Family lobbies Oklahomans to return looted art

OKLAHOMA CITY —

The son of an aging Holocaust survivor pleaded with legislators Monday to encourage the University of Oklahoma to return a piece of art that he and his mother claim was stolen by the Nazis during the invasion of Paris.

Leone Meyer, whose entire family was killed at the Auschwitz concentration camp when she was a young girl, has sued OU for the return of Camille Pissarro’s 1886 oil painting, "Shepherdess Bringing In Sheep," also known as “La Bergere,” valued at more than $1 million.

The painting was one of 33 donated to OU from the private collection of Aaron and Clara Weitzenhoffer following her death from cancer in 2000. It hung on a wall of the Fred Jones Jr.
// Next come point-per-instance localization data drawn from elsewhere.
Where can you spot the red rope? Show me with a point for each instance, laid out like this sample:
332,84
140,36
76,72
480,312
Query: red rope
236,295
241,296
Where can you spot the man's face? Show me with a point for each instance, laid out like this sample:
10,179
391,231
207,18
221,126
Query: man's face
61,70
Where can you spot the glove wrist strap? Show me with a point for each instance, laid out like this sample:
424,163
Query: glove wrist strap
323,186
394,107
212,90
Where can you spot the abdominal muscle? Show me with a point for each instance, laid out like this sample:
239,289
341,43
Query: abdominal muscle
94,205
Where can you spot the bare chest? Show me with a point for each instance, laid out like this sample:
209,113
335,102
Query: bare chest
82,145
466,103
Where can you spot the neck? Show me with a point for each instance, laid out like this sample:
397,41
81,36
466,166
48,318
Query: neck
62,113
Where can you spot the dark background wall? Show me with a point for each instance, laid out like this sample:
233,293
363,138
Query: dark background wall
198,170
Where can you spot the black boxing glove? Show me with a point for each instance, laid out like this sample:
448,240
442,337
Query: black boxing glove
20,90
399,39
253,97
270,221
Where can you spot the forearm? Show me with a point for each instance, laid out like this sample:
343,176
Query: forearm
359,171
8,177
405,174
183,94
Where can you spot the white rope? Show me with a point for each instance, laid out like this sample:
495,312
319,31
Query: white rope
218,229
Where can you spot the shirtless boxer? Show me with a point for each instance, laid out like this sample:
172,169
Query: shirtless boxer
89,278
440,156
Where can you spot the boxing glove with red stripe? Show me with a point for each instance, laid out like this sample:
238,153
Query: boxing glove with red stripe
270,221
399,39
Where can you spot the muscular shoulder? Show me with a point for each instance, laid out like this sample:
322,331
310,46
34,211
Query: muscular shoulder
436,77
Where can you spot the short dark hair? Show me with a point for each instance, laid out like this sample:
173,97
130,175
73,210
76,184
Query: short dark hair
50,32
Museum of Art for more than a decade before Meyer’s family realized it was there and asked for its return in December 2012.

Failing health prevented Meyer, who is in her 70s, from attending the hearing at the State Capitol. Meyer, who was adopted after World War II by Raoul Meyer and Yvonne Bader, now lives in Paris. Her adult son, Raphael, spoke on her behalf.
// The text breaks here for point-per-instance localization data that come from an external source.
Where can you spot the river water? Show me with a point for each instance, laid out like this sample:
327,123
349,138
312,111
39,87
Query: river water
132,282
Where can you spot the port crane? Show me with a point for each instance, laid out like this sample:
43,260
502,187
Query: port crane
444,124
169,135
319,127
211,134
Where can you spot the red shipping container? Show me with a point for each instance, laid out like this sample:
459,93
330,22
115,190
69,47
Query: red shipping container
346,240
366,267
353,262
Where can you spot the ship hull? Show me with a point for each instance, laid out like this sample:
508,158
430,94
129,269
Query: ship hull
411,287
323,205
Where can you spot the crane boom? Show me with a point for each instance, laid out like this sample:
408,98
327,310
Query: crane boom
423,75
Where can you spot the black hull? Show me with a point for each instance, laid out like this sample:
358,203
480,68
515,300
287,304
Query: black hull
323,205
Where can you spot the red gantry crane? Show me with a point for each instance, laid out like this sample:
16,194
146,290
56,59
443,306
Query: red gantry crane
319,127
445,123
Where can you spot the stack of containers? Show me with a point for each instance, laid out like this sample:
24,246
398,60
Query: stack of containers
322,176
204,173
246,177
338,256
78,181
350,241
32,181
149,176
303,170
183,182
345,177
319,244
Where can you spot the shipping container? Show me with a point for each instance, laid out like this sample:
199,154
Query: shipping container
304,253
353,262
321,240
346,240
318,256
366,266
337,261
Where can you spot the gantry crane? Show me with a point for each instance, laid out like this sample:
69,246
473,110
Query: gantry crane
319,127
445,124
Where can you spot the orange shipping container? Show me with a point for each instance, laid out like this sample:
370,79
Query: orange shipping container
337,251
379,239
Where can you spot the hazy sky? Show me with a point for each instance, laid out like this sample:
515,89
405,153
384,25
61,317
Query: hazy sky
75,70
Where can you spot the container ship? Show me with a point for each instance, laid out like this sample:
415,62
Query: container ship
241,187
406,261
In 1940, Raoul Meyer attempted to safeguard a considerable collection of paintings at a bank. But the Nazis seized the bank in 1941 and stole the collection — including “La Bergere.”

The Meyer family has since recovered most of the collection. Raphael Meyer described the family's hunt for five or so remaining pieces of art stolen by the Nazis. They were at first excited to discover through an online search that one of the paintings was at OU, he said, then dismayed when the university would not return it.

In May 2013, the family sued in a federal court in New York seeking the painting's return. Raphael Meyer said all his mother wants is the painting back.

In a written statement following Monday’s hearing, the university noted that while the painting is displayed by the museum, it actually belongs to the OU Foundation, as do most private gifts to the university.